OPEN SOURCE Andrew Bunner has no idea how to decrypt a DVD. In fact, he’s not even a hacker. So why is the San Francisco-based e-merchant – along with 20 other individuals and 500 John Does – a defendant in a trade secrets lawsuit being brought by the DVD Copy Control Association? The short answer: […]

OPEN SOURCE

Andrew Bunner has no idea how to decrypt a DVD. In fact, he's not even a hacker. So why is the San Francisco-based e-merchant - along with 20 other individuals and 500 John Does - a defendant in a trade secrets lawsuit being brought by the DVD Copy Control Association?

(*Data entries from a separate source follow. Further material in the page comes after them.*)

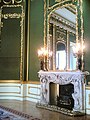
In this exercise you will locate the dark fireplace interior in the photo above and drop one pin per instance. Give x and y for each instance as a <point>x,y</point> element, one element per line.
<point>61,95</point>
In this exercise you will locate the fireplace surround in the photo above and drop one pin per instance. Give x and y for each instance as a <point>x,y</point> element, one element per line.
<point>71,91</point>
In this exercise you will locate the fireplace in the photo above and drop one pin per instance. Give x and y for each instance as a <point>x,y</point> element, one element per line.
<point>64,90</point>
<point>61,95</point>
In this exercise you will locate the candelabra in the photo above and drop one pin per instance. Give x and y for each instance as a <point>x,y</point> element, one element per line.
<point>78,52</point>
<point>43,55</point>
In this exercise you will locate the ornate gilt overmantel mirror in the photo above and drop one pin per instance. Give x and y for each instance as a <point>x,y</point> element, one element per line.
<point>63,32</point>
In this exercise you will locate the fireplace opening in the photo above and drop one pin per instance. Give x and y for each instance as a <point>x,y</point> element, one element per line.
<point>61,95</point>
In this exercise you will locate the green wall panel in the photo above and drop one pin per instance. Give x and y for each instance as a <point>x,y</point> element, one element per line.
<point>86,10</point>
<point>36,36</point>
<point>10,46</point>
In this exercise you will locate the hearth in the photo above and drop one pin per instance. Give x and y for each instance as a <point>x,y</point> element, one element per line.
<point>61,95</point>
<point>65,99</point>
<point>63,92</point>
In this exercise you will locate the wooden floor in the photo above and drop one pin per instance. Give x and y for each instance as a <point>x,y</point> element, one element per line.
<point>31,109</point>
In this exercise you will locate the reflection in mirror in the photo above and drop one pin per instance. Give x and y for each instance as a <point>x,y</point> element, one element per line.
<point>60,56</point>
<point>62,38</point>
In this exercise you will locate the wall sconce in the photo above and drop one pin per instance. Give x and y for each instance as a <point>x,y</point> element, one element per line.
<point>43,55</point>
<point>78,51</point>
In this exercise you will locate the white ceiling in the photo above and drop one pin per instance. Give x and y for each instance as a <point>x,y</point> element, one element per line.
<point>66,14</point>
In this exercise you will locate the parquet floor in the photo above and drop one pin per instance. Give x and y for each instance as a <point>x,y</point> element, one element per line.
<point>31,109</point>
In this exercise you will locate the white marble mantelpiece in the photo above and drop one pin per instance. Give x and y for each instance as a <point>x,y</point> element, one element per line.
<point>63,78</point>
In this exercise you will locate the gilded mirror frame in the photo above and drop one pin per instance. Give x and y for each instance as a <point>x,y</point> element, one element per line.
<point>48,9</point>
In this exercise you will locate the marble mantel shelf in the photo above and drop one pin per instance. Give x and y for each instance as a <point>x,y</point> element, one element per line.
<point>76,78</point>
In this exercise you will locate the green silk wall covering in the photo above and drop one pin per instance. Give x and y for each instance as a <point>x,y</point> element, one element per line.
<point>10,46</point>
<point>86,11</point>
<point>36,36</point>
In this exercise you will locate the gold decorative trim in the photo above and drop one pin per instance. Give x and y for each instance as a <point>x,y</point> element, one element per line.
<point>10,81</point>
<point>11,92</point>
<point>28,36</point>
<point>89,99</point>
<point>20,82</point>
<point>18,1</point>
<point>87,87</point>
<point>33,88</point>
<point>19,96</point>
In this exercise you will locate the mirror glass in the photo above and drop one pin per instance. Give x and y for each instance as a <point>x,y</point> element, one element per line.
<point>62,38</point>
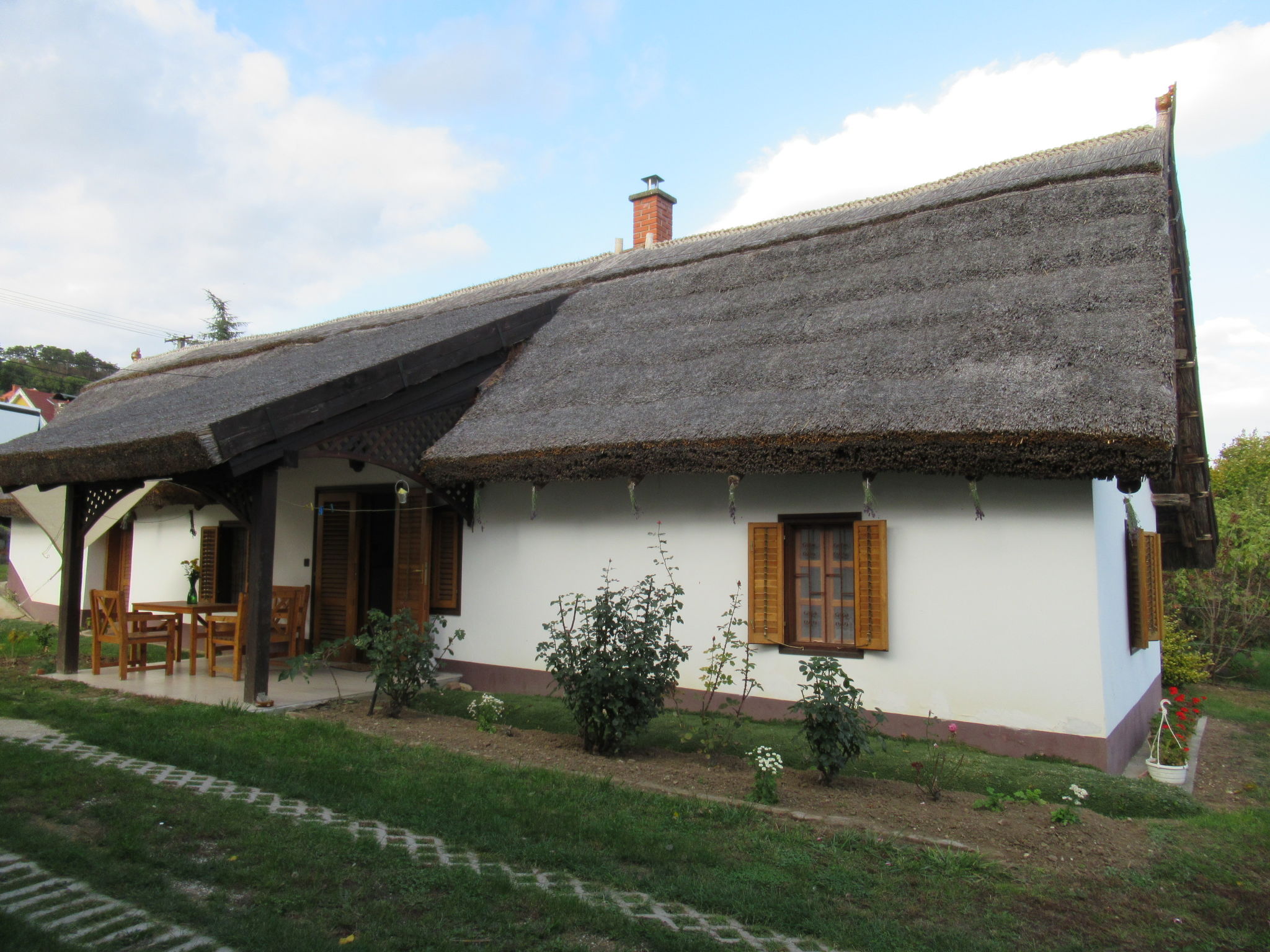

The short answer: Bunner, 22, used his personal Web site to mirror the source code for DeCSS, a Windows program that can decrypt the scramble system used in DVDs. DeCSS was first posted online in October 1999 by Jon Johansen, the 16-year-old Norwegian who's now a hacker cause célèbre after authorities raided his home in January. The intent of DeCSS, according to Linux advocates, is simply to reverse-engineer DVDs - a process protected by case law - in order to build a Linux DVD player.

In December, the DVD CCA filed suit in California against Bunner and the others, claiming that posting - and even linking to - DeCSS code reveals trade secrets and promotes DVD piracy. (A similar case is being pursued by the Motion Picture Association of America in New York.) As evidence, the plaintiff quoted comments from offending sites mocking the DVD CCA's lawyers as "trained weasels." The association won a preliminary injunction in January. Bunner has appealed, and expects a ruling by summer.

Despite the suit's claim, the code is hardly a secret: DeCSS circulated for months before the suit was filed - and still does. "As far as stopping people from having their own open source DVD player, that's a lost battle," says Bunner. Open source advocates say that the suit's real purpose is to intimidate makers of Linux DVD players. (More at www.opendvd.org.)

Lawyers for the plaintiff maintain that if the injunction holds, they'll use it to shut down any and all DeCSS sites. "I'm not going to tell you our methods," says DVD CCA counsel Jeffrey Kessler, "but we'll be out there looking."